> So what is it about GPL licensed software that you feel would make AI training on it not subject to the same copyright and fair use considerations that apply to books?
The poster doesn't like it, so it's different. Most of the "legal analysis" and "foregone conclusions" in these types of discussions are vibes dressed up as objective declarations.
You seem like the type of person that will believe anything as long as someone cites a case without looking into it. Bartz v Anthropic only looked at books, and there was still a 1.5 billion settlement that Anthropic paid out because it got those books from LibGen / Anna's Archive, and the ruling also said that the data has to be acquired "legitimately".
Whether data acquired from a licence that specifically forbids building a derivative work without also releasing that derivative under the same licence counts as a legitimate data gathering operation is anyone's guess, as those specific circumstances are about as far from that prior case as they can be.

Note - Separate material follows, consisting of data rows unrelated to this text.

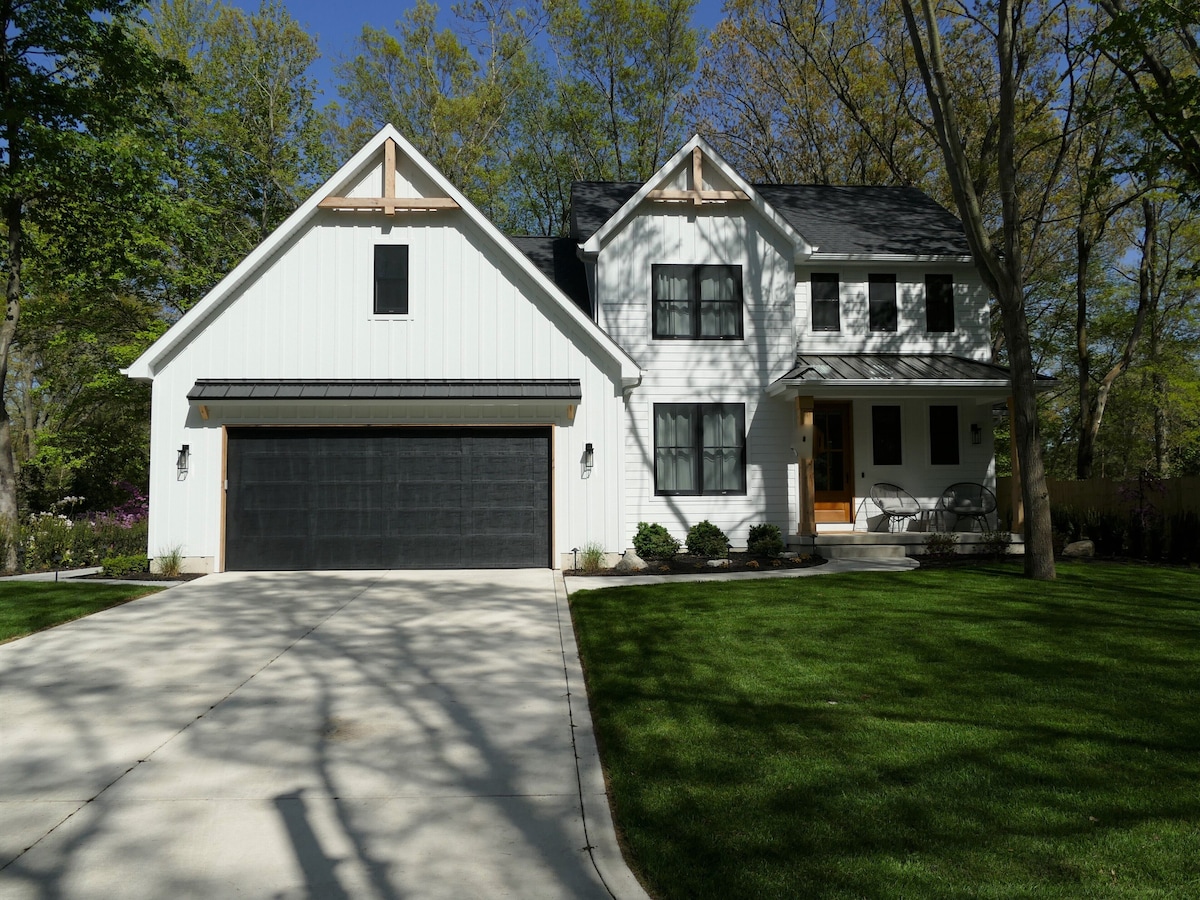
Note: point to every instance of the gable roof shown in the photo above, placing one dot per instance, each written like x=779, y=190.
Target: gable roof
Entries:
x=839, y=221
x=557, y=259
x=192, y=322
x=660, y=178
x=867, y=220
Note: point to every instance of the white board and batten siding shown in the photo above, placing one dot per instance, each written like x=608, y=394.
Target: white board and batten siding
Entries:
x=677, y=371
x=307, y=312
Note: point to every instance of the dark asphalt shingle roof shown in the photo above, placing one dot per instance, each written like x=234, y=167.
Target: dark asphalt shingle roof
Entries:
x=558, y=261
x=835, y=219
x=304, y=389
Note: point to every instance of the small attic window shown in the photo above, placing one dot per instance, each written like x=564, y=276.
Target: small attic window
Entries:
x=391, y=280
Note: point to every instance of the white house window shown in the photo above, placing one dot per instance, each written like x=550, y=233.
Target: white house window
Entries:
x=943, y=436
x=826, y=289
x=391, y=280
x=939, y=303
x=882, y=303
x=701, y=303
x=886, y=437
x=700, y=449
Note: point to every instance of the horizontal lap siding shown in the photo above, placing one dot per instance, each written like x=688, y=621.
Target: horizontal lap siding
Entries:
x=971, y=336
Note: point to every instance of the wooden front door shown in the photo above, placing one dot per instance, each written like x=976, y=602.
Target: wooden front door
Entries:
x=833, y=462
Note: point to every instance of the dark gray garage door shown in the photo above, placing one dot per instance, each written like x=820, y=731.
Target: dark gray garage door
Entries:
x=388, y=498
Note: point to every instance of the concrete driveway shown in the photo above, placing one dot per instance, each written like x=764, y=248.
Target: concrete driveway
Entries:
x=291, y=735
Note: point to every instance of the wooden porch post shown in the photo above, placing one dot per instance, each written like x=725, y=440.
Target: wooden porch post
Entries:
x=808, y=523
x=1015, y=483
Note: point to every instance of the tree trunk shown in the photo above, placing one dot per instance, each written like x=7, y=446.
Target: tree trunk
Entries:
x=7, y=330
x=1001, y=269
x=1086, y=451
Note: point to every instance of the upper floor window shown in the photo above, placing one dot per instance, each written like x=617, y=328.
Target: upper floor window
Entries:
x=882, y=299
x=939, y=303
x=391, y=280
x=701, y=303
x=700, y=448
x=826, y=291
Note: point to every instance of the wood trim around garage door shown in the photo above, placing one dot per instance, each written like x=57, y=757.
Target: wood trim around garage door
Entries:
x=550, y=475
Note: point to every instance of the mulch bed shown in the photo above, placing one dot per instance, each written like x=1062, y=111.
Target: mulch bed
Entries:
x=143, y=576
x=688, y=564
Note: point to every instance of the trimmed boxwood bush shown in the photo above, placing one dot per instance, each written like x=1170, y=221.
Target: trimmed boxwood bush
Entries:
x=653, y=541
x=707, y=540
x=765, y=541
x=120, y=567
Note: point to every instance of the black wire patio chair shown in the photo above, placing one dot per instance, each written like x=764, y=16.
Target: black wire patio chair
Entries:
x=965, y=499
x=894, y=503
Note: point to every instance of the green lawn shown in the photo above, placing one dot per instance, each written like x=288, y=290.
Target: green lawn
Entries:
x=29, y=606
x=939, y=733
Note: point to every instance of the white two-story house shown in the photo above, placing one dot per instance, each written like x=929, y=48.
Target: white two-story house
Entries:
x=389, y=382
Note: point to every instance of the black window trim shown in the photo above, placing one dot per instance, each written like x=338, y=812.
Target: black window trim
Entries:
x=699, y=448
x=400, y=253
x=888, y=310
x=935, y=445
x=877, y=442
x=825, y=279
x=941, y=277
x=694, y=273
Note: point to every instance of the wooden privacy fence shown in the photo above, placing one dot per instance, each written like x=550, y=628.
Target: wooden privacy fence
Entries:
x=1169, y=497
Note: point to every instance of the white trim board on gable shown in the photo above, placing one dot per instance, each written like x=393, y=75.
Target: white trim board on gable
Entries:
x=373, y=154
x=660, y=179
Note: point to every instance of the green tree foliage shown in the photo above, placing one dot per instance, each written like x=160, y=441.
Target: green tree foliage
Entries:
x=808, y=91
x=623, y=66
x=245, y=141
x=449, y=93
x=481, y=100
x=1155, y=45
x=77, y=83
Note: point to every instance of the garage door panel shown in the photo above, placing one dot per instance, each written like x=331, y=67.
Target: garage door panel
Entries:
x=369, y=498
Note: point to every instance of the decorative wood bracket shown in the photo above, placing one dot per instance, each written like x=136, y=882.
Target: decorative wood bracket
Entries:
x=390, y=204
x=697, y=195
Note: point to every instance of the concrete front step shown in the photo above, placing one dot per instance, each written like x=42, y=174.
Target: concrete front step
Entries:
x=883, y=545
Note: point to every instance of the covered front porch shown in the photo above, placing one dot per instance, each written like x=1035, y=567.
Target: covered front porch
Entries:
x=917, y=426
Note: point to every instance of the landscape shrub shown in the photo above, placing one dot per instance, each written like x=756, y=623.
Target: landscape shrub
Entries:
x=995, y=544
x=707, y=540
x=592, y=557
x=653, y=541
x=121, y=567
x=941, y=545
x=765, y=541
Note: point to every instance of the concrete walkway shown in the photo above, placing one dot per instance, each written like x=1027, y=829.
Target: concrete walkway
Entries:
x=833, y=567
x=330, y=735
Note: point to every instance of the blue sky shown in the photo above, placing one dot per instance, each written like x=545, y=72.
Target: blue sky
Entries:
x=337, y=23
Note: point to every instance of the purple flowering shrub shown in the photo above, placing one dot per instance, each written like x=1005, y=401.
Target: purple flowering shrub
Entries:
x=51, y=540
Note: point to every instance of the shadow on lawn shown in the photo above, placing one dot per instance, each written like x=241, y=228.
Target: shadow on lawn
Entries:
x=937, y=735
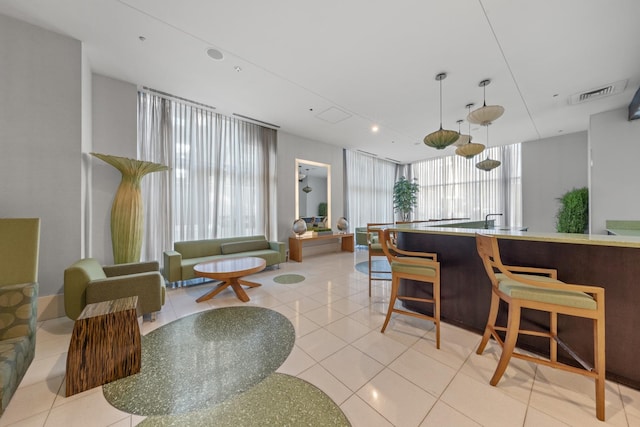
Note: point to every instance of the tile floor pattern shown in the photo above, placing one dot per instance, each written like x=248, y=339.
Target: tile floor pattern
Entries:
x=392, y=379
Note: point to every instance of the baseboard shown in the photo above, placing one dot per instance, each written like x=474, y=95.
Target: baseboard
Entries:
x=50, y=307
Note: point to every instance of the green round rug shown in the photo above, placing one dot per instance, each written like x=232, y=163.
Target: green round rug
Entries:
x=279, y=400
x=287, y=279
x=204, y=359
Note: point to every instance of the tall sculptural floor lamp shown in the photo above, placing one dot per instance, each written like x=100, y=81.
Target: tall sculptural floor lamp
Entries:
x=127, y=210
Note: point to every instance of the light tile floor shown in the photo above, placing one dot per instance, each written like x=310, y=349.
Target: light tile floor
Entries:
x=397, y=378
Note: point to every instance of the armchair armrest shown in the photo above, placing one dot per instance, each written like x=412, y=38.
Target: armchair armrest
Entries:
x=21, y=305
x=130, y=268
x=281, y=248
x=147, y=286
x=172, y=266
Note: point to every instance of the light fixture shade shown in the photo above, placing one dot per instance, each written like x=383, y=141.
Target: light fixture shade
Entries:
x=441, y=138
x=469, y=150
x=488, y=164
x=485, y=115
x=462, y=140
x=299, y=226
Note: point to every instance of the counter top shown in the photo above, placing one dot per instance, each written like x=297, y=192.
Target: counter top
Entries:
x=586, y=239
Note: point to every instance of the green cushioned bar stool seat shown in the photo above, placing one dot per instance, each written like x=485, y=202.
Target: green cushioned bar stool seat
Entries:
x=419, y=267
x=535, y=288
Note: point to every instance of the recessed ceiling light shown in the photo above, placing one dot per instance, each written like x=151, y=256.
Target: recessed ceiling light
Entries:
x=215, y=54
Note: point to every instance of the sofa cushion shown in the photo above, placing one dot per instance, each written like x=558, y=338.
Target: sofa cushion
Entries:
x=246, y=246
x=198, y=248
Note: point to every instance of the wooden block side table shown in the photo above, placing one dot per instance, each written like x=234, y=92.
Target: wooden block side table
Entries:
x=105, y=344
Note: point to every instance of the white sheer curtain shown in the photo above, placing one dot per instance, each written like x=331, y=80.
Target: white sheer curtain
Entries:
x=452, y=187
x=222, y=179
x=369, y=188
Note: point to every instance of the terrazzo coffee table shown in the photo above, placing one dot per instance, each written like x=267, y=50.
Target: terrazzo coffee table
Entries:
x=230, y=271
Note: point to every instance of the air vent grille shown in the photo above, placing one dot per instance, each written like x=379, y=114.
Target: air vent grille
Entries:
x=594, y=93
x=597, y=93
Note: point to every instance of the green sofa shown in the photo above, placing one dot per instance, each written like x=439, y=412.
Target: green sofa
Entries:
x=86, y=282
x=19, y=250
x=179, y=263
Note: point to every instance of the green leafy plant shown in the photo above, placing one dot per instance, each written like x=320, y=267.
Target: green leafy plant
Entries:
x=322, y=209
x=405, y=197
x=573, y=215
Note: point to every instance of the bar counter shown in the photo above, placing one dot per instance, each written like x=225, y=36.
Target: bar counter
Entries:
x=612, y=262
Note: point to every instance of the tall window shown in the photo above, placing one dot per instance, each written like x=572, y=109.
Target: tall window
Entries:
x=369, y=188
x=452, y=187
x=221, y=180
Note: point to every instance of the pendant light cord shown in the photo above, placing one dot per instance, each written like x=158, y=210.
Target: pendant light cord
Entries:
x=484, y=95
x=441, y=103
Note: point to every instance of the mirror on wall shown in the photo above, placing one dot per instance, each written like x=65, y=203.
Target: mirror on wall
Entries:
x=313, y=191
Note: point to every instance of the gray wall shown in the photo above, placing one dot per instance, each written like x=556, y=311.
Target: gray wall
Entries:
x=291, y=147
x=614, y=146
x=41, y=141
x=550, y=168
x=114, y=132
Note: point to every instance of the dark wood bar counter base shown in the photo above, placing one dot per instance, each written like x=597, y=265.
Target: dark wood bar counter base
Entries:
x=466, y=293
x=105, y=345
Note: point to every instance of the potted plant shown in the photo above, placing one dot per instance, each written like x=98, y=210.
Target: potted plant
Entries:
x=573, y=215
x=404, y=197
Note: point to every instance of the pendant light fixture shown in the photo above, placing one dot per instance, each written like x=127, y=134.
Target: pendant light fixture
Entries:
x=486, y=114
x=488, y=164
x=470, y=149
x=441, y=138
x=462, y=139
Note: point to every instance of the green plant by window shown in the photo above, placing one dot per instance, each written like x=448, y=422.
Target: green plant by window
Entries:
x=405, y=197
x=573, y=215
x=322, y=209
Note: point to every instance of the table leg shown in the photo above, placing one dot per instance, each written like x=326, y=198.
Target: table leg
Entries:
x=216, y=291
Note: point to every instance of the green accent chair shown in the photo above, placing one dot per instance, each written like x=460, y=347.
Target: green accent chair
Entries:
x=19, y=249
x=539, y=289
x=88, y=282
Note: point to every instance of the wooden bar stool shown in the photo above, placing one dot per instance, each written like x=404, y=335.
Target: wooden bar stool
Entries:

As long as they don't distribute the model's weights, even a strict interpretation of the GPL should be fine. Same reason Google doesn't have to upstream changes to the Linux kernel they only deploy in-house.
But wouldn't that be like some company using gpl licensed code to host a code generator for something? At least in a legal interpretation. Or is that different?
I mean, is the case you're making that you can run a SaaS business on GPL-derived code without fulfilling GPL obligations because you're not distributing a binary?
If true that would seem to invalidate the entire GPL, but even by that logic, a website (such as chatGPT) distributes javascript that runs the code, and programs like claude code also do so. Again, if you can slip the GPL's requirements through indirection like having your application go phone home to your server to go get the infringing parts, the GPL would essentially unenforceable in... most contexts
That's where the AGPL comes in. The GPL(v2) does not require eg Google or Facebook to release any of the changes they've made to the Linux kernel. That they do so is not because of a legal obligation to do so. The "to get parts" thing is the relevant detail to be very specific on. If those parts are a binary that is used, then the GPL does kick in, but for distributing source code that's possibly derived, possibly not covered by copyright, it's not been decided in a court of law yet.
> This License acknowledges your rights of fair use or other equivalent, as provided by copyright law.
It is legitimate to acquire GPL software. The requirements of the license only occur if you're distributing the work AND fair use does not apply.
Training certainly doesn't count as distribution, so the buck passes to inference, which leaves us dealing with substantial similarity test, and still, fair use.
If a human reads GPL code and outputs a recreation of that code (derivative work) using what they learned - that is illegal.
If an AI reads GPL code and outputs a recreation of that code using what it "learned" - it's not illegal?
If that is the case, then copyright holds no weight any more. I should be allowed to train an LLM on decompiled firmware (say, Playstation, Switch, iPhone) in countries where decompilation is legal - then have the LLM produce equivalent firmware that I later use to build an emulator (or competing open source firmware).
> If that is the case, then copyright holds no weight any more. I should be allowed to train an LLM on decompiled firmware (say, Playstation, Switch, iPhone) in countries where decompilation is legal - then have the LLM produce equivalent firmware that I later use to build an emulator (or competing open source firmware).
It's funny you mention that, because one of the biggest fair use cases that effectively cemented "fair use" for emulators is Sony Computer Entertainment Inc v. Connectix Corp.[1] where the copying of PlayStaion BIOS files for the purposes of reverse engineering and creating an emulator was explicitly ruled to be fair use, including running that code through a disassembler.
You and I are not a fucking judge, our opinions on this don't matter one bit. We might as well print it on a piece of paper and wipe our asses with it.
The poster doesn't like it, so it's different. Most of the "legal analysis" and "foregone conclusions" in these types of discussions are vibes dressed up as objective declarations.